Scottish Natural Heritage
Protecting our precious places
Helen Taylor is an Operations Officer for Scottish Natural Heritage, based in Perth.
One of Helen’s roles is responsibility for compliance with protected places legislation at Loch Leven National Nature Reserve in Perth and Kinross.
The loch sits in the heart of Kinross-shire. It is Scotland’s largest lowland loch and one of the most important sites for waterfowl in Britain.
In recognition of its wildlife importance, Loch Leven has a number of conservation designations. As well as being a National Nature Reserve, the reserve is a Special Protection Area for its international importance to wildfowl, a Site of Special Scientific Interest for its birds, plants and insects and a Ramsar* site.
The work that Helen and her colleagues have been involved in has seen the loch’s ecological recovery from an event in June 1992, now known as ‘Scum Saturday’. The loch suffered a serious algal bloom, estimated to have cost the local community more than £1m in lost revenue.
The bloom was caused by the nutrient enrichment of the water in the loch. Work by SNH and its partners in the Scottish Environment Protection Agency, Perth and Kinross Council, the Centre for Ecology and Hydrology and other bodies resulted in a massive reduction in the nutrients coming into the loch from the surrounding area. This in turn has seen the Loch returning to a state which it has probably not seen for decades.
The return of a healthy water environment at the site prompted the development of a 13-mile walking trail around the loch and its immediate environment (the Loch Leven Heritage Trail).
“SNH provided this community-led project with huge support, not just financially but with development support and negotiations with land managers. Our work has involved ensuring that the objectives of the trail were achieved without adversely impacting on the birds that live at the loch,” says Helen.

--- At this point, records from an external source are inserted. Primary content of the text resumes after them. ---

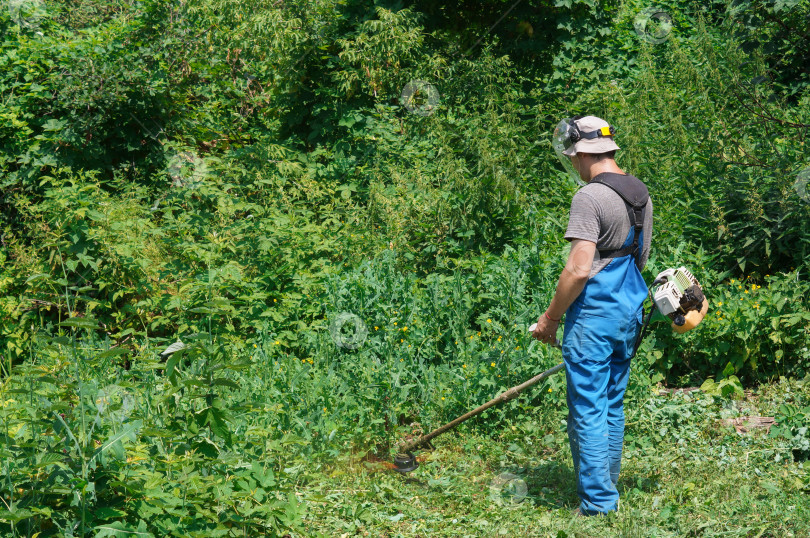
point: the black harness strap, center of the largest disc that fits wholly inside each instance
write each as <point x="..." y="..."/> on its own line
<point x="635" y="196"/>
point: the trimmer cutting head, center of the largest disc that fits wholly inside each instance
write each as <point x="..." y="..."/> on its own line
<point x="405" y="463"/>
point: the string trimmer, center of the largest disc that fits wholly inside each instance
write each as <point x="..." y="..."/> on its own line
<point x="678" y="296"/>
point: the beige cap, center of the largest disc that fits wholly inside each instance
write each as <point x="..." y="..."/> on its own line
<point x="591" y="145"/>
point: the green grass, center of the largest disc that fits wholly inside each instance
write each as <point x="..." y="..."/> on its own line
<point x="259" y="443"/>
<point x="701" y="478"/>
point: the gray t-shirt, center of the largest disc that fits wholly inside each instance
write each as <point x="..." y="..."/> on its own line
<point x="599" y="214"/>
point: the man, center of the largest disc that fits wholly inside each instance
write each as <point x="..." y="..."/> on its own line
<point x="600" y="292"/>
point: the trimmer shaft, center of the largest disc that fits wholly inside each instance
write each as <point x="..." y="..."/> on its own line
<point x="405" y="463"/>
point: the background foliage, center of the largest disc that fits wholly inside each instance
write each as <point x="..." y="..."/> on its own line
<point x="241" y="176"/>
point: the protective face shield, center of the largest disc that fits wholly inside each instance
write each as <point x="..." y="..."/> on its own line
<point x="561" y="141"/>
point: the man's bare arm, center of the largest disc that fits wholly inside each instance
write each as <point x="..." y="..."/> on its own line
<point x="571" y="283"/>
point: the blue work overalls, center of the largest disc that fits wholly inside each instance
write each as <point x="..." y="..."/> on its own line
<point x="600" y="331"/>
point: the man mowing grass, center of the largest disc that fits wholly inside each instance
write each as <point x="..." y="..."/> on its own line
<point x="600" y="292"/>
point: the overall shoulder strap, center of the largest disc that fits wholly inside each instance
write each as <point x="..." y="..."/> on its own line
<point x="635" y="196"/>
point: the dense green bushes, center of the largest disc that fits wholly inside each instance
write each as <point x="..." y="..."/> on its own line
<point x="345" y="265"/>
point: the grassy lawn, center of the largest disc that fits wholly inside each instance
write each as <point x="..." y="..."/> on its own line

Work in soft economic areas, like the environment and heritage, can produce the hard economic benefits that help the economy tick.
She believes passionately that the work of her team at the Loch Leven reserve and of SNH more widely, has added value to the local and national economy and will continue to do so.
“I feel that the work which SNH has been involved in at Loch Leven shows how nature conservation is not just good for the birds but for people too. Loch Leven and the trail attract more than 250,000 visitors a year who come to enjoy the outdoors and healthy exercise.
“Local businesses have developed and expanded as a result of the healthy loch ecosystem and the heritage trail. A recent visitor survey suggested that the trail brings in additional revenue to local businesses of up to £2m per year.
“Even the world-famous trout fishery at Loch Leven – which had fallen into the doldrums – is now experiencing an upturn, with larger fish being caught more often and the fishing is better now than it has been for a long time.”
*A Ramsar site is a wetland site designated of international importance under the Ramsar Convention on Wetlands, an intergovernmental environmental treaty established in 1971 by UNESCO.